We want to blame someone. It's their fault. We want to hold someone accountable even if that gets in the way of sympathy and understanding.
Tell me if I'm wrong, when you see the homeless person, it's their fault. Tell me, you really think differently when you see the overweight lady with the oxygen riding on her cart, she did something wrong.
Tell me you've never thought, "if they did this, or if they did that then they would not be where they are." Brother, I am there, and too often I find myself wrestling with those same demons. It is all too common that we look at the person with the chronic illness and blame them for it and somewhere in our mind our demons tell us that they are a burden on all of us.
But, here's reality, the hard truth. Marty did many things in her life that helped cardiovascular and respiratory illness become a part of our life. Marty did not exercise, she smoked and she often didn't eat as she should have. Marty made some bad life style choices, but she didn't give herself a stroke. As much as I have sometimes wanted to blame her, it's not her fault. Marty did not want this, did not ask for it and certainly did not deserve to have so much taken from her so young. Marty, in spite of her mistakes, did not do this to herself.
Does this mean we can abdicate responsibility for ourselves? Absolutely not.

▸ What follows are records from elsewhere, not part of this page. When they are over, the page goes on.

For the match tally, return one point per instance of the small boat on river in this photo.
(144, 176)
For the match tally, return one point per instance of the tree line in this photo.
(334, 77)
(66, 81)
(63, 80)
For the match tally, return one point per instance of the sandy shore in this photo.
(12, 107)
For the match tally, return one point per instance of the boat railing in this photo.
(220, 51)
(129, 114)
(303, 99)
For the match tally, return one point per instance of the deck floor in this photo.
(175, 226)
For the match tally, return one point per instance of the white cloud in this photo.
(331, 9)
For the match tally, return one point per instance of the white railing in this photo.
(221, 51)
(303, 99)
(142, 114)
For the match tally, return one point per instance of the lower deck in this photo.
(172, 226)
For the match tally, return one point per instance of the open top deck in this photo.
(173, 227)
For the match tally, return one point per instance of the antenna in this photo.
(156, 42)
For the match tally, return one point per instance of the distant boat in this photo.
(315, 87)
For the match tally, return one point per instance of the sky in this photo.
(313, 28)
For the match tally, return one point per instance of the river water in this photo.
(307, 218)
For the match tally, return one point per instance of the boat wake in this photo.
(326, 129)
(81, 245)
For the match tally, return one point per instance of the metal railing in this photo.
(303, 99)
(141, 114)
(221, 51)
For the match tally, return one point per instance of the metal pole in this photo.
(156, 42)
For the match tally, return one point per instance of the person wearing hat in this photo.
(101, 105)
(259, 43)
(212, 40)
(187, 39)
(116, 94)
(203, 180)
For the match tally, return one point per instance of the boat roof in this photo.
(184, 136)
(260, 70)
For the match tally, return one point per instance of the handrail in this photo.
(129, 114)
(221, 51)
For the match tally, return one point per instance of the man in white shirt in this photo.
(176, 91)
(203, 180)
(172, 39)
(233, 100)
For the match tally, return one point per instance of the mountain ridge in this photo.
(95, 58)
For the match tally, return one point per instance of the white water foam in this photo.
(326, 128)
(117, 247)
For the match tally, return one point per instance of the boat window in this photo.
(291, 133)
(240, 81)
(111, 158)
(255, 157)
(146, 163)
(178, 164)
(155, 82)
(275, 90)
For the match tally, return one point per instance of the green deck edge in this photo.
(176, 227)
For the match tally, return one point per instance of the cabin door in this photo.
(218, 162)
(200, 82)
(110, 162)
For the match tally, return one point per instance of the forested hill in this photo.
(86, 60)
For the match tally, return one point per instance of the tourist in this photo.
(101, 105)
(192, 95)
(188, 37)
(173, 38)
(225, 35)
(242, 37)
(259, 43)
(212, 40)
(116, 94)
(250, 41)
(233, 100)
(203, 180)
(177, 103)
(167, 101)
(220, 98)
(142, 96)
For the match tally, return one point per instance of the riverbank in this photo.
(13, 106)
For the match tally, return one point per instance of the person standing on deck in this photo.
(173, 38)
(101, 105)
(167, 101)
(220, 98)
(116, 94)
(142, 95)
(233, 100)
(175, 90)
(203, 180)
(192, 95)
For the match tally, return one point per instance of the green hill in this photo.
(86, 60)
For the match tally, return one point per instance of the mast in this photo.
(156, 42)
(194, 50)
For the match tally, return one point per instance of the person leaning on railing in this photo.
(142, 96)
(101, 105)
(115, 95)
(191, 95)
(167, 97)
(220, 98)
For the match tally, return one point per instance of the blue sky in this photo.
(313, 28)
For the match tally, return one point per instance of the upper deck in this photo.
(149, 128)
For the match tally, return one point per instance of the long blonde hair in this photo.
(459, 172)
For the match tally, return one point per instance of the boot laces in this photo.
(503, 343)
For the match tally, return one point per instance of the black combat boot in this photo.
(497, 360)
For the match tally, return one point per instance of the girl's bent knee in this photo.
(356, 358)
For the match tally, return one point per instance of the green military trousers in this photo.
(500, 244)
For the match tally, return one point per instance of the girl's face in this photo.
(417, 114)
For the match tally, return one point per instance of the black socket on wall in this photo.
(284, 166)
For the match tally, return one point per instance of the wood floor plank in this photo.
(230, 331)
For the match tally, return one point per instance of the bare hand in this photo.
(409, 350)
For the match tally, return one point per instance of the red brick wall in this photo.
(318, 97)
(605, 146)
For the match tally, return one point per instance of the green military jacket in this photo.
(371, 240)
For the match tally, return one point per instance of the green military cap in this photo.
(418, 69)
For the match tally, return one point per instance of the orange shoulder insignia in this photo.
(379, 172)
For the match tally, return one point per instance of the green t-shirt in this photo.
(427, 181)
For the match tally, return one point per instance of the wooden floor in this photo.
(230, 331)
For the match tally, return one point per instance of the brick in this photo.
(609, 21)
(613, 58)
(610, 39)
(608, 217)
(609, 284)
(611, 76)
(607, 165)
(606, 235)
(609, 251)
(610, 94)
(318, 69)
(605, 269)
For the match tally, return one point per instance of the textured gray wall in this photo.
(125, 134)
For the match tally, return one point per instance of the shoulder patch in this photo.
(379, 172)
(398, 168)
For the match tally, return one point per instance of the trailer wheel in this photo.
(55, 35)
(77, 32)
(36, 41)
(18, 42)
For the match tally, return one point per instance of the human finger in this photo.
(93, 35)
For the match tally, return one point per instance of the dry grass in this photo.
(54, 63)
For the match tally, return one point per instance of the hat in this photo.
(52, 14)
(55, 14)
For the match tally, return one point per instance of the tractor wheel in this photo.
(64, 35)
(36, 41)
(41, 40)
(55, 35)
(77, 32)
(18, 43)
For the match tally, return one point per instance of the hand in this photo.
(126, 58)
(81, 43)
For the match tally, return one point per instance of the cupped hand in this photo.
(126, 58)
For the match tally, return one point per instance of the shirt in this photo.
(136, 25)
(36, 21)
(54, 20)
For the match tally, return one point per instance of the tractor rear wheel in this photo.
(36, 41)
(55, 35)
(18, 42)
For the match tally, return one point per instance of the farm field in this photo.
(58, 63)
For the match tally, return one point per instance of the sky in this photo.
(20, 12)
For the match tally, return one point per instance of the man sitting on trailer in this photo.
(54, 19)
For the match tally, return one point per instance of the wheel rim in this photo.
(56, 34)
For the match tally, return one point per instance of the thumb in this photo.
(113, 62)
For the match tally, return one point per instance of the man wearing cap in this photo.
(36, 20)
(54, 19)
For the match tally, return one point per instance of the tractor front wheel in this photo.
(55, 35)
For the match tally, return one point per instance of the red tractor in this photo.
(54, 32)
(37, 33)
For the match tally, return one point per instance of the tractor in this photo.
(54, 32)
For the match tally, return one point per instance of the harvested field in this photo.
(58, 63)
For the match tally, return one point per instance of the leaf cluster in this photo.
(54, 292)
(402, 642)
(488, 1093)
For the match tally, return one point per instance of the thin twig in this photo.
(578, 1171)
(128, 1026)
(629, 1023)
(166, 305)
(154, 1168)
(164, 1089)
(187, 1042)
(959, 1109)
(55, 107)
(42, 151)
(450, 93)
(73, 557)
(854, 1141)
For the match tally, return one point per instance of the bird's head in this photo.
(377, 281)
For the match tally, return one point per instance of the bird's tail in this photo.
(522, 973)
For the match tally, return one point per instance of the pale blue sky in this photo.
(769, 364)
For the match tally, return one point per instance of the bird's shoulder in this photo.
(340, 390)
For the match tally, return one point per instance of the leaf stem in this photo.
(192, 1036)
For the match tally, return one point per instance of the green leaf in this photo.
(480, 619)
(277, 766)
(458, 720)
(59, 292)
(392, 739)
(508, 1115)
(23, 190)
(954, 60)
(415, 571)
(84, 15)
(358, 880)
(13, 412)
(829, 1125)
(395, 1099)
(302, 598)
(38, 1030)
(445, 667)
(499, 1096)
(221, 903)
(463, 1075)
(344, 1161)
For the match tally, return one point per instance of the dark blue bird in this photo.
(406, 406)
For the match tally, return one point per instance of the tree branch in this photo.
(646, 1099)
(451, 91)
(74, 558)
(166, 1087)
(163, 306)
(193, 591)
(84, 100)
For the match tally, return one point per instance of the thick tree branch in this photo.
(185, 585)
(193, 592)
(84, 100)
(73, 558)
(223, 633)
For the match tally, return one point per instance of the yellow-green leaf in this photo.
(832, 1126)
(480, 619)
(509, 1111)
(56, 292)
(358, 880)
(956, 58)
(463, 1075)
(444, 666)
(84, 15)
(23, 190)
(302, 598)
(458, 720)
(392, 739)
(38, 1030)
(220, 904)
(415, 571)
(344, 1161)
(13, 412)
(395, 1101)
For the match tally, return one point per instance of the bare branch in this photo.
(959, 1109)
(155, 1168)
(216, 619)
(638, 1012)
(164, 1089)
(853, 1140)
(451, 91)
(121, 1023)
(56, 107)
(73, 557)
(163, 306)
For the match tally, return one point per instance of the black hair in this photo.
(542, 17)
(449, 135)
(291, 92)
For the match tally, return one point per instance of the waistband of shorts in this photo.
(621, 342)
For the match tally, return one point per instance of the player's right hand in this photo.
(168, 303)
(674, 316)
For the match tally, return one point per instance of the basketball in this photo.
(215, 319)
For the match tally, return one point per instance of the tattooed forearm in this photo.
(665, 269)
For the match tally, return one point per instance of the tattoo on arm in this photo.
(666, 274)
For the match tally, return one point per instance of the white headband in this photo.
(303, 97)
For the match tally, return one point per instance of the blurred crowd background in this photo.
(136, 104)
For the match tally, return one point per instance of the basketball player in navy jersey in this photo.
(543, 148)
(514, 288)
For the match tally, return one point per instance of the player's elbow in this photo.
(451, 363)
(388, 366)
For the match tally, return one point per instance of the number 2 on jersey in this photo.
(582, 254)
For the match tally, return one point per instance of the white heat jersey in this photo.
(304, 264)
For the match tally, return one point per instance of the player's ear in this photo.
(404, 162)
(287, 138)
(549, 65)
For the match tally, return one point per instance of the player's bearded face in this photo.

We all have to realize that how we care for ourselves, how we carry ourselves, how fate treats us impacts a lot of people around us. Going to the gym is not just for yourself, it's for your spouse, your children, your friends. But, we can't go around believing that sick people are bad people, that a person with a chronic illness is somehow less than and not worth as much.
People with chronic diseases don't want to be that way. I know Marty hates it every day. For the most part I have quit blaming Marty, I have quit blaming God, I have quit blaming fate.
Not to say that if you get in my way I won't find a way to make you responsible somehow, but that's stupid. I don't think God had anything to do with Marty getting sick. I think God takes a pretty laissez faire approach to this kind of thing. I think our frailty is how God brands us as humankind. We get sick, we have accidents, we make mistakes, we break. God doesn't break us, God just doesn't stop us from being broken, hopefully God simply helps us pick up the pieces.
Yes, I'm still looking for someone to blame. I'm still looking someplace to place my righteous anger. I do have a better perspective, but from time to time I still feel the need to not just feel angry, but be angry. Now, if I could just find the right place to put that.